Having my children all serving their communities gave me a feeling of completeness. Anyway, back to the email of advice. Here’s what I said to Lucas:
“The most important thing about public service is that you remember it is not about you, but about a job that needs done. Being part of a city council / church council / school board means that you are representing the public / parishioners. You’re not there to make sure your opinions are served, or that your pet projects get done before others, you are there to make decisions that are the best for the people and the entity in the long run.
“The difficult part about public service is listening to people and remembering there is a silent population that you cannot forget. Just because someone is loudest, does not mean they are the majority or they are right. You also have to take into consideration that the public does not understand all the issues needing to be considered in a decision. Which brings up part of your responsibility, which is very difficult …

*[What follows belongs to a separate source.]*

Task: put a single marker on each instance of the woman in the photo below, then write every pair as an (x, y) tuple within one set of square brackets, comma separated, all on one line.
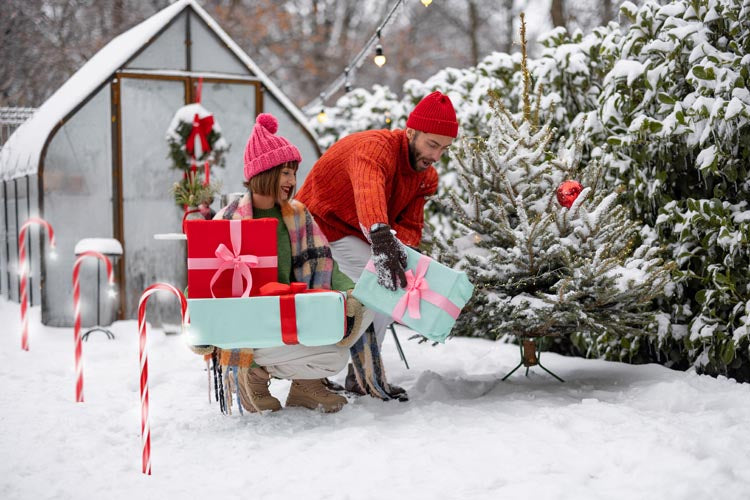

“You need to be keeping the public informed. You make the effort, even if they do not especially want to learn. Invite them to give you their opinion. Invite them to listen to your opinion. Invite them to your meetings … and make them feel comfortable when they are there. Just because you have a vote does not mean that you’re more important than they are … you simply have more responsibility.

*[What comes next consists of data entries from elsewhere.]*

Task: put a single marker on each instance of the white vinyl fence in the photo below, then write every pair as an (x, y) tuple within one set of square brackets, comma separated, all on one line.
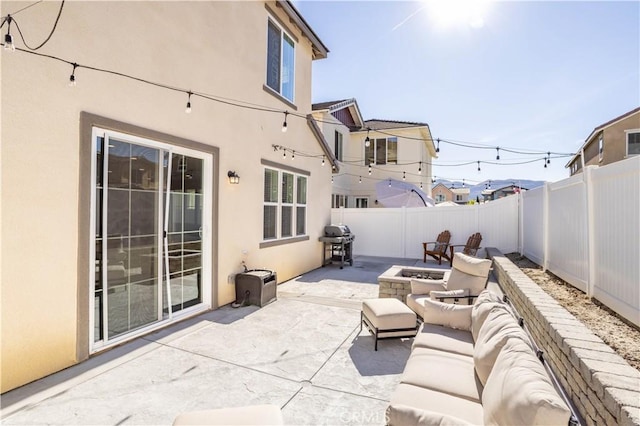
[(584, 229), (400, 232)]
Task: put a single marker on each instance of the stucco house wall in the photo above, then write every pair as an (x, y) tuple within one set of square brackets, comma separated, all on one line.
[(218, 48)]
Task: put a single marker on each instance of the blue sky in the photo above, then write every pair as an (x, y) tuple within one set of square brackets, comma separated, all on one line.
[(529, 75)]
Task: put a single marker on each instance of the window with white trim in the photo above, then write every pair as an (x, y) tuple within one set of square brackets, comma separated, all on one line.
[(280, 60), (381, 151), (633, 142), (338, 145), (285, 204)]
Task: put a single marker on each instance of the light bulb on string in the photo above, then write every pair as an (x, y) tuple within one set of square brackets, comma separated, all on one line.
[(72, 77), (188, 108), (9, 46)]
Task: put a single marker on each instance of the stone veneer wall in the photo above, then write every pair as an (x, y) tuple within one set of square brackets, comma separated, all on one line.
[(603, 386)]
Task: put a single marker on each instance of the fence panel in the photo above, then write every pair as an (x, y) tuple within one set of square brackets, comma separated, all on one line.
[(533, 224), (616, 212), (567, 255)]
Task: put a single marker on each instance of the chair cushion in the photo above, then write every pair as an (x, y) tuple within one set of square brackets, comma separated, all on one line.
[(447, 314), (485, 302), (499, 327), (519, 391), (427, 399), (471, 265), (444, 339)]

“This does not mean that you have a week long community meeting during your regular meetings, but that you have meetings open to the public that are for brainstorming and teaching and discussion … the official meetings are for making decisions that you should have been hearing about for a long time.
“Your job is serious, but you do not need to be eaten up with seriousness. Smile. Be courteous. Do not be condescending. Include the audience as much as you can without losing the ability to get a meeting finished in good time.
“Read what you’re supposed to read before the meetings. Talk to the public before the meeting, go to them as much as you can. Stand up to rumors and confront those who spread them, in a polite and sharing manner. Your goal is to get accurate information out and to gather accurate information. Public service is a responsibility.
“And always be thankful that you have members of the public who are concerned. They will take their attitude from you, most of the time, so be kind and be courteous.
“And remember, whatever you built will have to be maintained. Have a maintenance plan and have those who are the maintenance plan in on the discussion. Think more than a year down the road … how will this be used in ten years? Who will use it? What is the cost per actual person that needs it? Where will the money come from to take care of it? Be realistic. Be sensible.
“Never do something simply because you want people to like you. Be a good enough person that when you do something they don’t agree with, they still like you … that is the true goal. Gain their trust so they will believe in your decisions … and this is difficult to do and takes time. Listening and telling the truth are the fastest ways to gain people’s trust.”
And always thank those who are serving your community. If you haven’t, you need to. When you are in public service everyone with a complaint makes it a point to see you. But those who are happy with what is happening, seldom do. It’s a hard place to be. Thank one of your public servants today.
And I’ll see you on the bricks!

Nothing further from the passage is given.